Résumé de la décision
La décision concerne la requête de M. B..., qui contestait la délibération du comité de sélection de l'université de Bordeaux II du 27 avril 2011, ayant écarté sa candidature pour un poste de professeur des universités en neurosciences. Le Conseil d'État a rejeté sa demande, confirmant que le comité n'avait pas commis d'erreur manifeste d'appréciation ni de détournement de pouvoir dans le traitement de sa candidature.
Arguments pertinents
1. Absence d'établissements de partialité : M. B... soutenait que deux membres du comité auraient été partiaux dans leurs évaluations. Toutefois, le Conseil a conclu que ces allégations n'étaient pas étayées par des preuves suffisantes.

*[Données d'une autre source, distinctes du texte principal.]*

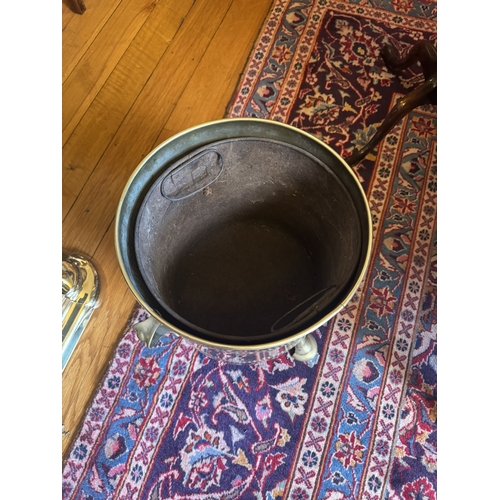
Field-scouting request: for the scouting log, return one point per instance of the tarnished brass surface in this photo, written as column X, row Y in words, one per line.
column 172, row 151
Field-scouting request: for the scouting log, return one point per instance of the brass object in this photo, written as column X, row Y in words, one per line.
column 173, row 176
column 80, row 292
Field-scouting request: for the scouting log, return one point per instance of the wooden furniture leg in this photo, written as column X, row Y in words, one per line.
column 423, row 52
column 77, row 6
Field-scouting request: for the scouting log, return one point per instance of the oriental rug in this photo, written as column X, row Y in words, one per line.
column 359, row 421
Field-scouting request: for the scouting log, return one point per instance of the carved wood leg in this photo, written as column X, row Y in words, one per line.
column 77, row 6
column 423, row 52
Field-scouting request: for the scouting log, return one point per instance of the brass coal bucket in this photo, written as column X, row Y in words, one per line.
column 243, row 236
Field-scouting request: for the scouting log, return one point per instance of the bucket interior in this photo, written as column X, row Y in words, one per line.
column 247, row 240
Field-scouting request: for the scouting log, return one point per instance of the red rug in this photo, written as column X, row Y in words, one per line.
column 357, row 422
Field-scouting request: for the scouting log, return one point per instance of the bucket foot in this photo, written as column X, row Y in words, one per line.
column 306, row 348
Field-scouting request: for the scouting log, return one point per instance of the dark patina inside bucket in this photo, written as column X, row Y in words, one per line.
column 248, row 240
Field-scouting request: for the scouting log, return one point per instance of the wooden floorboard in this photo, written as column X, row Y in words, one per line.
column 132, row 77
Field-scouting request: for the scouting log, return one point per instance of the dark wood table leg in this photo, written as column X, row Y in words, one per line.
column 423, row 52
column 77, row 6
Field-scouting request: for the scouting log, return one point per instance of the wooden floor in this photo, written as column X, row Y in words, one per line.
column 134, row 73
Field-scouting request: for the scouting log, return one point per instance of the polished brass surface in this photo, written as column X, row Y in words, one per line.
column 80, row 292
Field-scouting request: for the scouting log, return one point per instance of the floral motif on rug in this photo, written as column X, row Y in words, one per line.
column 359, row 420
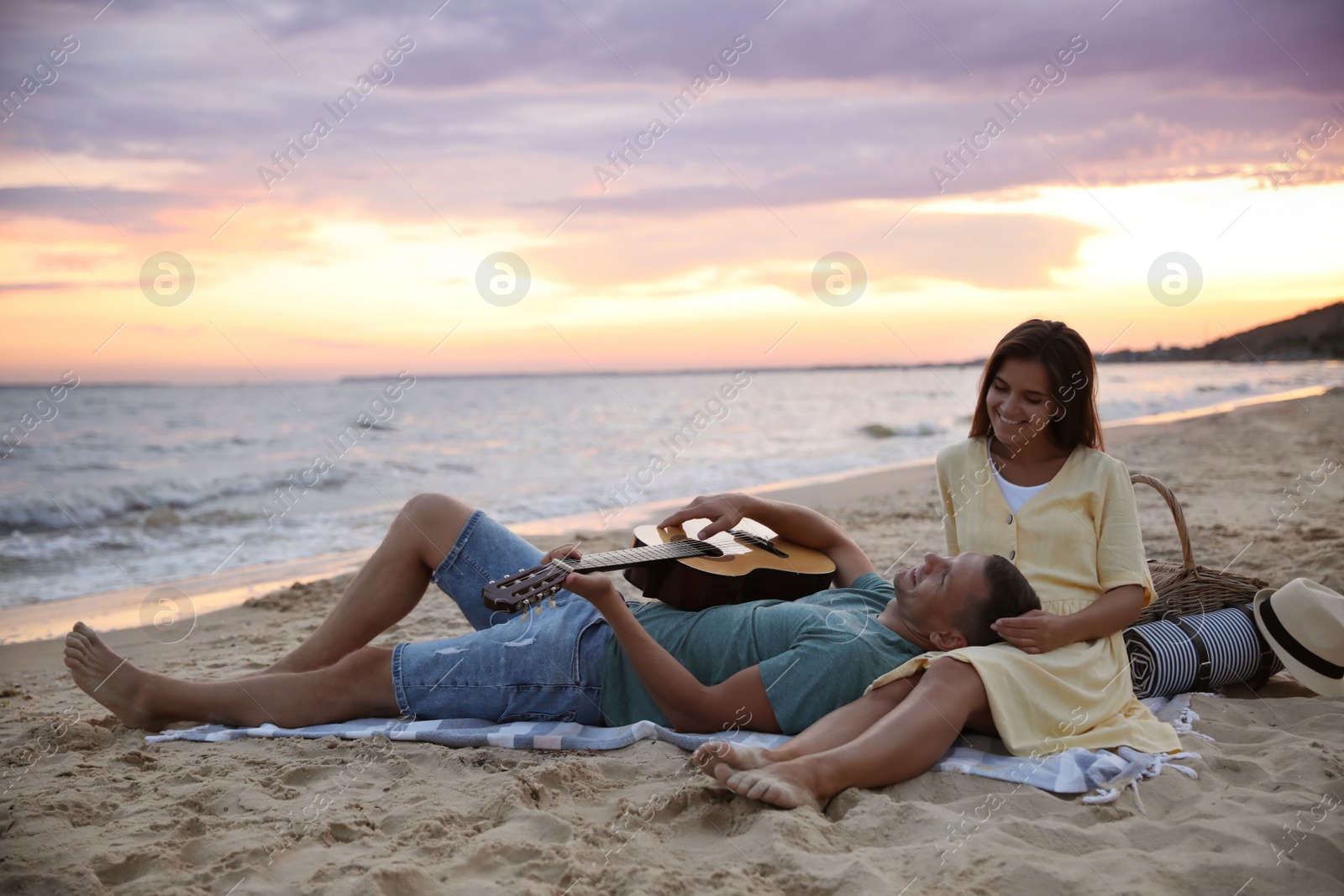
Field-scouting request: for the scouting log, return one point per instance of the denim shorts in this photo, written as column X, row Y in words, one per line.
column 533, row 667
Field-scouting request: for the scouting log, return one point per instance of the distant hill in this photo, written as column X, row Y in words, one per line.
column 1316, row 335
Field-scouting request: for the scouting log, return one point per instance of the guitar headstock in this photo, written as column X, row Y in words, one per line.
column 526, row 587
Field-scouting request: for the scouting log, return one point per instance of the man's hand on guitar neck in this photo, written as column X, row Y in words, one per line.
column 799, row 524
column 689, row 705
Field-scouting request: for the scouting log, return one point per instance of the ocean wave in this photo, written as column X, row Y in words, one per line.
column 96, row 506
column 911, row 430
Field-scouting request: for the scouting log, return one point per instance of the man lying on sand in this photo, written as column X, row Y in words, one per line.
column 768, row 665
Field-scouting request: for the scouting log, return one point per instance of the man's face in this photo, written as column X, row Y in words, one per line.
column 932, row 594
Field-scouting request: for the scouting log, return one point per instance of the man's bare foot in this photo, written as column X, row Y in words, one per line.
column 732, row 757
column 109, row 679
column 784, row 785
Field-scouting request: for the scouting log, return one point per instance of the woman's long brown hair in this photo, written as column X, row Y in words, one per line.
column 1073, row 382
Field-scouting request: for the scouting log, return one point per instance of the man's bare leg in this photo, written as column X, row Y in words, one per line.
column 358, row 687
column 904, row 743
column 831, row 731
column 387, row 587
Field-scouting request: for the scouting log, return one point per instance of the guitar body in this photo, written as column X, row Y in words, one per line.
column 783, row 571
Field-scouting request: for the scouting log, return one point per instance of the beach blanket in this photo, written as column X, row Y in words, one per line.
column 1102, row 773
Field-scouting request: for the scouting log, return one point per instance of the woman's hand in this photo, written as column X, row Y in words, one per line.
column 1035, row 631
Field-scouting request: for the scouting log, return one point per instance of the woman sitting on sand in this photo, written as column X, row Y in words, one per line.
column 1032, row 484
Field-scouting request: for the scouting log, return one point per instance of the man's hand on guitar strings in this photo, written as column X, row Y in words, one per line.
column 722, row 511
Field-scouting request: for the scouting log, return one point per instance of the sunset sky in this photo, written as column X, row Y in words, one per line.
column 1168, row 130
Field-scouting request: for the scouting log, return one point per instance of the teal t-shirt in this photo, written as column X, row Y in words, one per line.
column 816, row 653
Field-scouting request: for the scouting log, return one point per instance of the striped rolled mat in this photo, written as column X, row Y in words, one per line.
column 1202, row 652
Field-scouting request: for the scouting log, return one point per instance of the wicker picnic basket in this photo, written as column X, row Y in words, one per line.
column 1186, row 589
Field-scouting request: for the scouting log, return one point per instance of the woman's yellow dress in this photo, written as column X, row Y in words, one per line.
column 1074, row 540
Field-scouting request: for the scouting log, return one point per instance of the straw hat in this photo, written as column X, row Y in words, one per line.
column 1304, row 624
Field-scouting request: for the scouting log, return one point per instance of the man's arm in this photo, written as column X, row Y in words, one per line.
column 690, row 705
column 799, row 524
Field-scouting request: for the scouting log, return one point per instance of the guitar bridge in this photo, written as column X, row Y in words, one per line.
column 757, row 542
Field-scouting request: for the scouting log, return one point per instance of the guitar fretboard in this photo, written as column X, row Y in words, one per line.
column 648, row 553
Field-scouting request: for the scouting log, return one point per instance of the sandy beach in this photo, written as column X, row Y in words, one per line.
column 89, row 806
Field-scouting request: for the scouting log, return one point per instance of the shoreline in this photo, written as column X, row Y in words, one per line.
column 87, row 797
column 127, row 607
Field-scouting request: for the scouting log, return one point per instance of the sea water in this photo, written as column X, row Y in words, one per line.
column 132, row 485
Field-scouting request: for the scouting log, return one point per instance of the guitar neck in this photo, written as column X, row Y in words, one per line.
column 648, row 553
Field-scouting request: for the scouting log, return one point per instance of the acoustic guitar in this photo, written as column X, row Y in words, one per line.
column 674, row 566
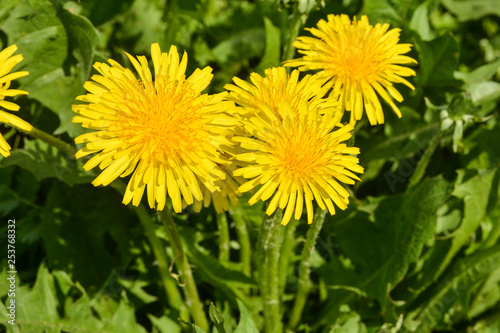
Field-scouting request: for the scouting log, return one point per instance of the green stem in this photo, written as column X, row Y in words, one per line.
column 66, row 148
column 425, row 160
column 293, row 32
column 268, row 253
column 305, row 268
column 170, row 285
column 286, row 253
column 182, row 264
column 243, row 237
column 223, row 237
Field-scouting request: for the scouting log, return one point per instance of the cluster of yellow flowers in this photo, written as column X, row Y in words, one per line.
column 279, row 136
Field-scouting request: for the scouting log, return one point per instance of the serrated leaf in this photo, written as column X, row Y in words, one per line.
column 438, row 61
column 456, row 284
column 474, row 188
column 246, row 323
column 272, row 52
column 467, row 10
column 44, row 161
column 420, row 22
column 403, row 225
column 82, row 37
column 216, row 318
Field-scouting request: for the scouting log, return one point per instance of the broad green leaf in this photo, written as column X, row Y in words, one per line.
column 272, row 52
column 40, row 36
column 474, row 188
column 480, row 74
column 246, row 323
column 420, row 22
column 216, row 318
column 82, row 38
column 165, row 324
column 123, row 319
column 438, row 61
column 480, row 148
column 486, row 297
column 454, row 285
column 243, row 44
column 75, row 224
column 467, row 10
column 44, row 161
column 37, row 308
column 403, row 225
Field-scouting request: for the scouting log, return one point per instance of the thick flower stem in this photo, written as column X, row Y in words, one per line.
column 223, row 237
column 286, row 253
column 305, row 268
column 172, row 292
column 66, row 148
column 268, row 254
column 243, row 237
column 182, row 264
column 293, row 32
column 426, row 158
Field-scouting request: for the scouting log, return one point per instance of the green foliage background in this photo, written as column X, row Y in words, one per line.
column 417, row 250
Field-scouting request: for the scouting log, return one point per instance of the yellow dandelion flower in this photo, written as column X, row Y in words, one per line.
column 160, row 129
column 7, row 62
column 360, row 59
column 296, row 159
column 278, row 87
column 228, row 193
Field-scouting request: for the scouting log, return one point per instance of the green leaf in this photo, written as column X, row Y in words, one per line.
column 420, row 22
column 165, row 324
column 474, row 188
column 76, row 225
column 82, row 37
column 246, row 323
column 380, row 11
column 438, row 61
column 272, row 52
column 44, row 161
column 123, row 319
column 217, row 318
column 37, row 306
column 467, row 10
column 403, row 225
column 456, row 284
column 243, row 44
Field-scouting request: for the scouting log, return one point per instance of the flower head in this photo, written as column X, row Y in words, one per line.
column 361, row 60
column 7, row 62
column 160, row 129
column 278, row 87
column 297, row 158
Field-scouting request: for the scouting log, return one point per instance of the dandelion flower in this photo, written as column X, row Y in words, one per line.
column 297, row 158
column 7, row 62
column 278, row 87
column 160, row 129
column 361, row 60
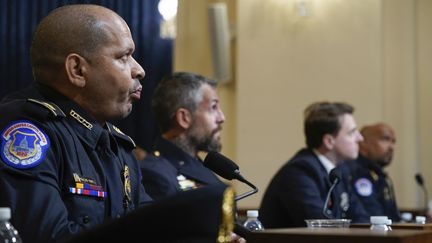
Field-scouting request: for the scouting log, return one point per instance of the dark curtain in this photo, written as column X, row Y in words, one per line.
column 19, row 18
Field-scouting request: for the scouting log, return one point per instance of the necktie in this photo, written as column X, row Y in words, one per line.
column 117, row 175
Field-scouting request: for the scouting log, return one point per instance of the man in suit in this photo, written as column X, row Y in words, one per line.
column 187, row 111
column 299, row 189
column 369, row 180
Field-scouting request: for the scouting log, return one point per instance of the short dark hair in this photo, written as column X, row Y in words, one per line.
column 322, row 118
column 68, row 29
column 178, row 90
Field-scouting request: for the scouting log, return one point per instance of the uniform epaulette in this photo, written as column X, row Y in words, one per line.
column 53, row 108
column 116, row 131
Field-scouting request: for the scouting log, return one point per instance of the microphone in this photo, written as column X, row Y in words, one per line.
column 227, row 169
column 420, row 182
column 334, row 178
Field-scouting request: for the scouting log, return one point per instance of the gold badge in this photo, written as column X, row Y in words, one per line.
column 81, row 120
column 186, row 184
column 126, row 182
column 374, row 175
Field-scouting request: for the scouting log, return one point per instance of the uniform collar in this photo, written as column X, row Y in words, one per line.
column 83, row 123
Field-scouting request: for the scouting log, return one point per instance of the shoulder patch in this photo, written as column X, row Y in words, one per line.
column 55, row 110
column 363, row 187
column 23, row 145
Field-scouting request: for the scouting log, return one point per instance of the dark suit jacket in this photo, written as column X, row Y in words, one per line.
column 298, row 192
column 162, row 168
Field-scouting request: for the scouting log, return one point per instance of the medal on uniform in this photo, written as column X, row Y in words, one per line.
column 126, row 184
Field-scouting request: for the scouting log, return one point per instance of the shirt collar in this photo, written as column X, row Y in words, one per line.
column 328, row 165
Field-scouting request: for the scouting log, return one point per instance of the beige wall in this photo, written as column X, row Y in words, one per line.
column 373, row 54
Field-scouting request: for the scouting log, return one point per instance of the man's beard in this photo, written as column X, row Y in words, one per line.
column 207, row 143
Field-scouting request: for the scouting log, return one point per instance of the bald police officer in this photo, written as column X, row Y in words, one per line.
column 369, row 180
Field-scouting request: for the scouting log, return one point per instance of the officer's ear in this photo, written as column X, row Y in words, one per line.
column 329, row 141
column 184, row 118
column 76, row 66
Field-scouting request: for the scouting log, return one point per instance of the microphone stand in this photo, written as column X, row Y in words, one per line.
column 325, row 208
column 246, row 194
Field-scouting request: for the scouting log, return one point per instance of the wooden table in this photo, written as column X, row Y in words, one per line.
column 340, row 235
column 427, row 226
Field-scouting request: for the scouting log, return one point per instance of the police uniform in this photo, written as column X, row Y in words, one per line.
column 373, row 187
column 61, row 171
column 298, row 191
column 169, row 170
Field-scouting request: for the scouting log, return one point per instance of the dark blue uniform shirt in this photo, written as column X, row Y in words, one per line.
column 169, row 170
column 298, row 192
column 373, row 187
column 60, row 171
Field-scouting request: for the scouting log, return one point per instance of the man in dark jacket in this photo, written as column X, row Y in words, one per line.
column 369, row 180
column 299, row 189
column 187, row 110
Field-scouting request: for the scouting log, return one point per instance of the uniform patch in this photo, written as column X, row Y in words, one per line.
column 363, row 187
column 23, row 145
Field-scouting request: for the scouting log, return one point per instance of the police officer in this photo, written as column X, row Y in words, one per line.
column 299, row 189
column 187, row 111
column 63, row 166
column 371, row 183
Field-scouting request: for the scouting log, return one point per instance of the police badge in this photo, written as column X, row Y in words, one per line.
column 23, row 145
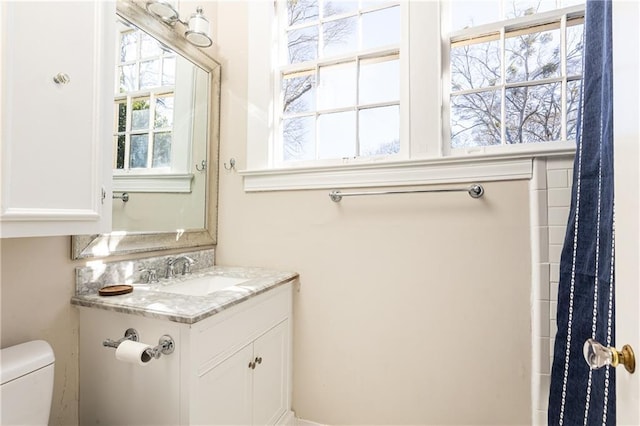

La décision stipule : "ses allégations ne sont pas établies par les pièces du dossier".
2. Conformité avec le profil recherché : Le comité de sélection a jugé que la candidature de M. B... ne correspondait pas aux exigences du poste, particulièrement en matière de reconnaissance scientifique et d’expérience en enseignement doctoral. Le Conseil a noté : "il ne ressort pas des pièces du dossier que le comité de sélection aurait commis une erreur manifeste d’appréciation".
3. Détournement de pouvoir non prouvé : Le Conseil d'État a également rejeté toute allégation de détournement de pouvoir, confirmant que les décisions prises étaient fondées sur des critères objectifs.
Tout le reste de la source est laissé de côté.